Provinsi Jambi memiliki cadangan batu bara terbesar di Pulau Sumatra. Jika pada tahun 2009 produksi baru tercatat 2.690.971 ton, enam tahun kemudian meningkat menjadi 4.874.877 ton.
“Tak terbantahkan lagi bahwa batu bara tercatat sebagai penyumbang devisa yang cukup besar bagi negara. Dengan potensi batu bara yang belum dieksplorasi sebanyak 788,65 juta ton, Jambi adalah salah satu lumbung batu bara nasional,” ujar Wisma.
Produksinya sejak tahun 2007 hingga 2012 di Provinsi Jambi mencapai 21,7 metrik ton. Jika dihitung dengan harga standar batu bara di pasaran, US$ 112/ton saja, penjualan batu bara dari Jambi menembus angka Rp24 triliun.
Kemiskinan Relatif Tinggi
Nyatanya angka kemiskinan di Jambi masih relatif tinggi. Badan Pusat Statistik mencatat pada Maret 2020 ada kenaikan 4.430 orang dari tahun sebelumnya. Secara keseluruhan angka kemiskinan mencapai 277.800 orang atau 7,58 persen. Angka ini naik 0,07 persen dari bulan September 2019.
Setmas LPAS juga menyoroti Perda Nomor 13 Tahun 2012 tentang larangan operasi yang masih lemah ditegakkan. Aktivitas angkutan batu bara yang beroperasi di luar jam ketentuan masih mengular pada siang hari.
“Paling tidak pemerintah mengatur ritme angkutannya jam operasi, perlu direvisi atau diberikan saja toleransi pada siang hari dengan jumlah per setiganya, supaya tidak terjadi penumpukan di malam hari. Para sopir sudah menyadari soal terjadi kepadatan lalu lintas dan dampak lingkungan. Buktinya sampai sekarang masih ada yang bandel. Pendapatan negara boleh meningkat, tapi harus mempertimbangkan segala risiko yang akan terjadi di tengah masyarakat.”

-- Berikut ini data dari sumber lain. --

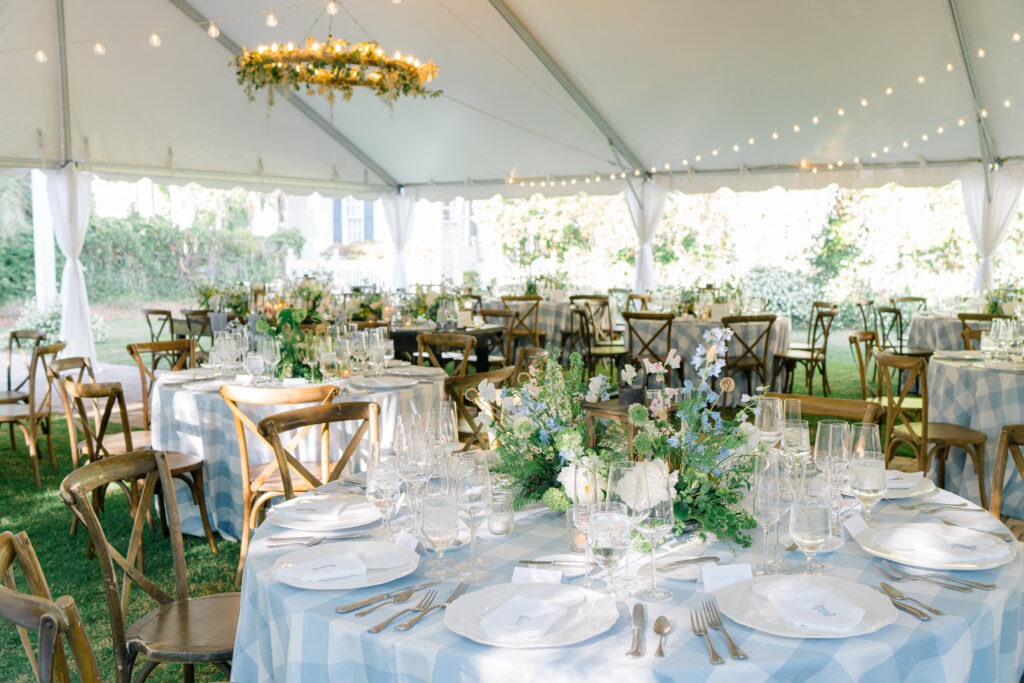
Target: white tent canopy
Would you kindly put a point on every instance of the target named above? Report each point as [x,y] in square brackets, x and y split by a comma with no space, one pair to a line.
[532,90]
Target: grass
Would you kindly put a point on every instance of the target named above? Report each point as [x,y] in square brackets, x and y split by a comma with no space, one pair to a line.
[40,513]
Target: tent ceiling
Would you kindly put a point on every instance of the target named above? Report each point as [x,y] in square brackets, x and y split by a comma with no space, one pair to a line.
[673,79]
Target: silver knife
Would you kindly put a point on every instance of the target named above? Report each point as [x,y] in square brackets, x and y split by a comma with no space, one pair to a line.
[383,596]
[690,560]
[639,623]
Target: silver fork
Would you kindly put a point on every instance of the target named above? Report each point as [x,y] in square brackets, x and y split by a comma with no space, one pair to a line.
[421,605]
[696,624]
[456,594]
[715,622]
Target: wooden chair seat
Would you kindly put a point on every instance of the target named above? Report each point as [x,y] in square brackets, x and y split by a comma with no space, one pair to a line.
[192,630]
[943,433]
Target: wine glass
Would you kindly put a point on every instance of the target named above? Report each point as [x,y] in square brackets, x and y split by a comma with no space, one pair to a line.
[623,487]
[439,525]
[769,420]
[473,497]
[867,478]
[768,500]
[383,483]
[656,496]
[608,540]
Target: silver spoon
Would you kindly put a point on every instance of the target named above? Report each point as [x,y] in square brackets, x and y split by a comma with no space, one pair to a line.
[662,627]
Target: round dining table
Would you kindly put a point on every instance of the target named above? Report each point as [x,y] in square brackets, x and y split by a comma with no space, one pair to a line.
[194,419]
[982,395]
[291,634]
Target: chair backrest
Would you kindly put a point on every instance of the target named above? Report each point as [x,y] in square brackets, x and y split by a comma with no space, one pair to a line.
[38,611]
[1011,440]
[433,347]
[889,329]
[751,335]
[861,345]
[159,321]
[650,346]
[182,353]
[841,409]
[23,343]
[119,570]
[455,389]
[236,396]
[912,369]
[367,414]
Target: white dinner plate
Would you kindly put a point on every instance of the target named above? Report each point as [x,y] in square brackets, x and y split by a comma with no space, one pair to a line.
[869,541]
[371,578]
[740,603]
[365,515]
[592,613]
[383,383]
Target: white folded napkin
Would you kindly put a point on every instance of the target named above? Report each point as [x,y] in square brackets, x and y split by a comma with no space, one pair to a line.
[952,545]
[897,479]
[527,617]
[310,508]
[812,607]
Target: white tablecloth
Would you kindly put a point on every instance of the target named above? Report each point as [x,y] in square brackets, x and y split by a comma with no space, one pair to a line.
[976,396]
[200,423]
[288,634]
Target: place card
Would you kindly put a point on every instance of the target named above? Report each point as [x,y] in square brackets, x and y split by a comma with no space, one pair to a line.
[523,574]
[854,526]
[717,577]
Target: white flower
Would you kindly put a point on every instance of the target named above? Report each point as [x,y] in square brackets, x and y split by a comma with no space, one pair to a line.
[629,374]
[581,483]
[646,484]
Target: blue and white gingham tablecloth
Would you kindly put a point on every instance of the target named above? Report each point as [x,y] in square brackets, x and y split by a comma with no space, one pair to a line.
[288,634]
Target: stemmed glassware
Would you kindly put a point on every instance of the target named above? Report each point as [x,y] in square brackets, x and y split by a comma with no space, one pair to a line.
[608,540]
[623,487]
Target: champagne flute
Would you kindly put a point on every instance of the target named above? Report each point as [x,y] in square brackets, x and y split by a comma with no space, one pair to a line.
[609,541]
[439,526]
[623,487]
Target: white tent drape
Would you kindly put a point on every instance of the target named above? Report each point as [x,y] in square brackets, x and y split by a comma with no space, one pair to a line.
[69,194]
[399,212]
[989,219]
[646,213]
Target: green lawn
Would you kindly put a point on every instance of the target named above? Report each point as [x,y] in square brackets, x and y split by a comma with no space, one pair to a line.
[39,512]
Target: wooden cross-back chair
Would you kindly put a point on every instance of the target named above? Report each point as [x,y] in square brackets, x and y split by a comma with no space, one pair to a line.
[179,629]
[814,357]
[180,354]
[748,351]
[650,346]
[433,346]
[52,621]
[33,417]
[1011,440]
[468,408]
[366,414]
[525,323]
[261,482]
[927,439]
[99,444]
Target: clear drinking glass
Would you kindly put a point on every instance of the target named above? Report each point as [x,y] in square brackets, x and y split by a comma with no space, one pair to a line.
[609,541]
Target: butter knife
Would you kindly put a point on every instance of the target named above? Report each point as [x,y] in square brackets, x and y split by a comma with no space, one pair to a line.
[639,623]
[383,596]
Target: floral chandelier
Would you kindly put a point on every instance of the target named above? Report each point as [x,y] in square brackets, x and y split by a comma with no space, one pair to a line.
[332,67]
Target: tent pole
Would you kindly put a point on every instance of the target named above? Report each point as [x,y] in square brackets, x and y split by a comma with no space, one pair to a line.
[322,123]
[62,84]
[985,139]
[563,80]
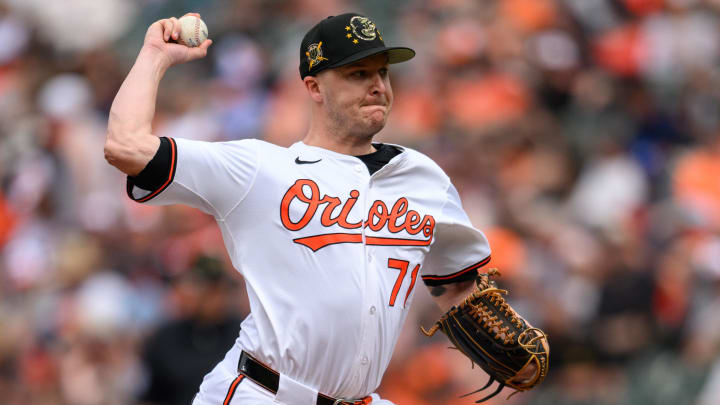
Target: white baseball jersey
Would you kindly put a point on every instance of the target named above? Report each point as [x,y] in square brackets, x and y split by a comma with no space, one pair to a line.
[331,255]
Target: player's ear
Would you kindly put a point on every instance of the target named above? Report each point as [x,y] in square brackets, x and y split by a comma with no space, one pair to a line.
[313,87]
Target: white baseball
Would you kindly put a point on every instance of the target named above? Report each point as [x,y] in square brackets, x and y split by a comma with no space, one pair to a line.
[193,31]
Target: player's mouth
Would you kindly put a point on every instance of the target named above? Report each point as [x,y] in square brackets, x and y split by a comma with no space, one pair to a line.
[373,107]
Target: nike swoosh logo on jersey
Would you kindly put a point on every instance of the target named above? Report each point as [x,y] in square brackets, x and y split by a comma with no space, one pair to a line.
[305,162]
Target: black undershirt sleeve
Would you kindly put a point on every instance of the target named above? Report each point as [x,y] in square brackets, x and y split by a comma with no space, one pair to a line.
[155,174]
[376,160]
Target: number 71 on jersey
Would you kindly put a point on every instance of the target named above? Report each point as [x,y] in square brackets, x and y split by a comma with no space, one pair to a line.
[403,266]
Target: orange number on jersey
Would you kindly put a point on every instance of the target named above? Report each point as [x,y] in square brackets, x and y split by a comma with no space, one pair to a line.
[402,265]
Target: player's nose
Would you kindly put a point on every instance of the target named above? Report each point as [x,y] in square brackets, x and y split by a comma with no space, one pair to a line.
[378,86]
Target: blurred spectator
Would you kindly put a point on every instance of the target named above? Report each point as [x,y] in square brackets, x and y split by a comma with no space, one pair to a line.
[180,352]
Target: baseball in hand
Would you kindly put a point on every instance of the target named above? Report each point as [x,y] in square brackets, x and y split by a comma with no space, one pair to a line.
[193,31]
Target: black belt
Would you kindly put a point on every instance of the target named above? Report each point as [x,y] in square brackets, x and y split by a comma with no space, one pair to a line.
[270,380]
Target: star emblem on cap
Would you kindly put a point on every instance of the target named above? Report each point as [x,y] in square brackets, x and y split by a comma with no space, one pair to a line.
[314,54]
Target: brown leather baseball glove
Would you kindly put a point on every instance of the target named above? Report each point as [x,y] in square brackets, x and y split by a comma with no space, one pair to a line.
[489,332]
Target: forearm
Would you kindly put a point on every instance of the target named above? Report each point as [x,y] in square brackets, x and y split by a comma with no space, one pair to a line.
[130,143]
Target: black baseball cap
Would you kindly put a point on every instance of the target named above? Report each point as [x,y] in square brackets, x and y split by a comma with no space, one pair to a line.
[343,39]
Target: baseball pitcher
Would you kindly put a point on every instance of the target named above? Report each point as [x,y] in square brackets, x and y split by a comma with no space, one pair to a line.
[332,234]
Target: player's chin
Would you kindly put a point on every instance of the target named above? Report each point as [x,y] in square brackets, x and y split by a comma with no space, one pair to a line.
[373,126]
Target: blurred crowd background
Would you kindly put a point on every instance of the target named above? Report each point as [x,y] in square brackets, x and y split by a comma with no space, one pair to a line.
[583,135]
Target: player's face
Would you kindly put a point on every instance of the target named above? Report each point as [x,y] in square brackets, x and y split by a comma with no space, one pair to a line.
[358,97]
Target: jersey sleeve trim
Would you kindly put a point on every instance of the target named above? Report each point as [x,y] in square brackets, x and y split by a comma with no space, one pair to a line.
[468,273]
[168,180]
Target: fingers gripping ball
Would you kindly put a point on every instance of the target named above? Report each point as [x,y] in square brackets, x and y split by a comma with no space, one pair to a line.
[489,332]
[193,31]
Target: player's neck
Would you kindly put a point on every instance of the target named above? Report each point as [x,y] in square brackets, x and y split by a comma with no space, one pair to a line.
[348,145]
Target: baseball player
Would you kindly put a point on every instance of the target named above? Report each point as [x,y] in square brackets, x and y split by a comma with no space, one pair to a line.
[330,234]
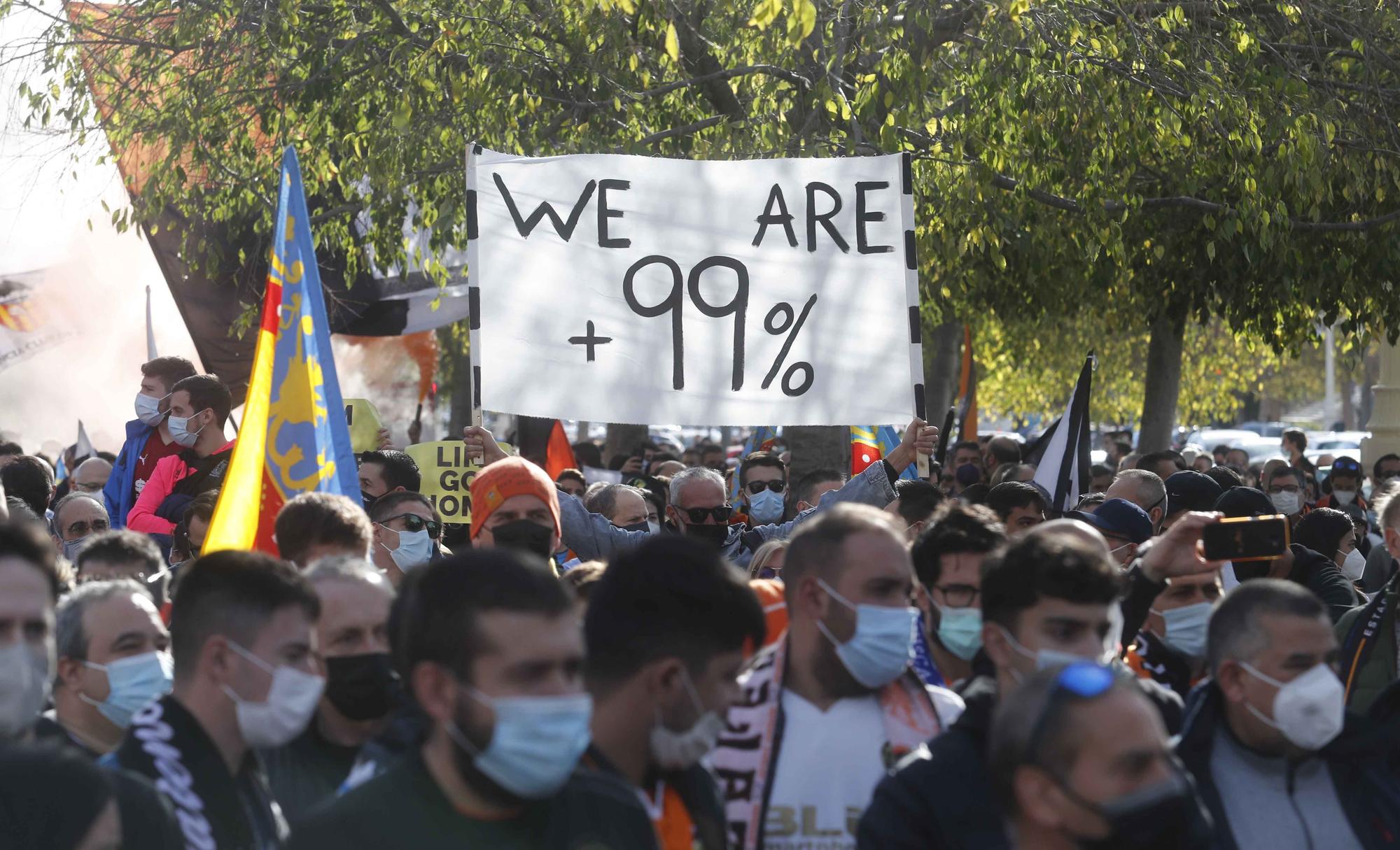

Andai saja semua ini bisa terwujud. Jalan khusus dapat ‘disewakan’ ke perusahaan-perusahaan tambang, kelapa sawit dan hutan tanaman industri dengan memungut retribusi. Dana hasil sewa pemakaian jalan lantas dapat dialokasikan bagi kesejahteraan masyarakat di sekitar hutan.
“Potensi konflik pun niscaya dapat diminimalkan. Jika masyarakat di sekitar hutan sejahtera, kemandirian dalam berbagai aspek, khususnya pelestarian alam dan lingkungan akan tercapai,” kata Wisma.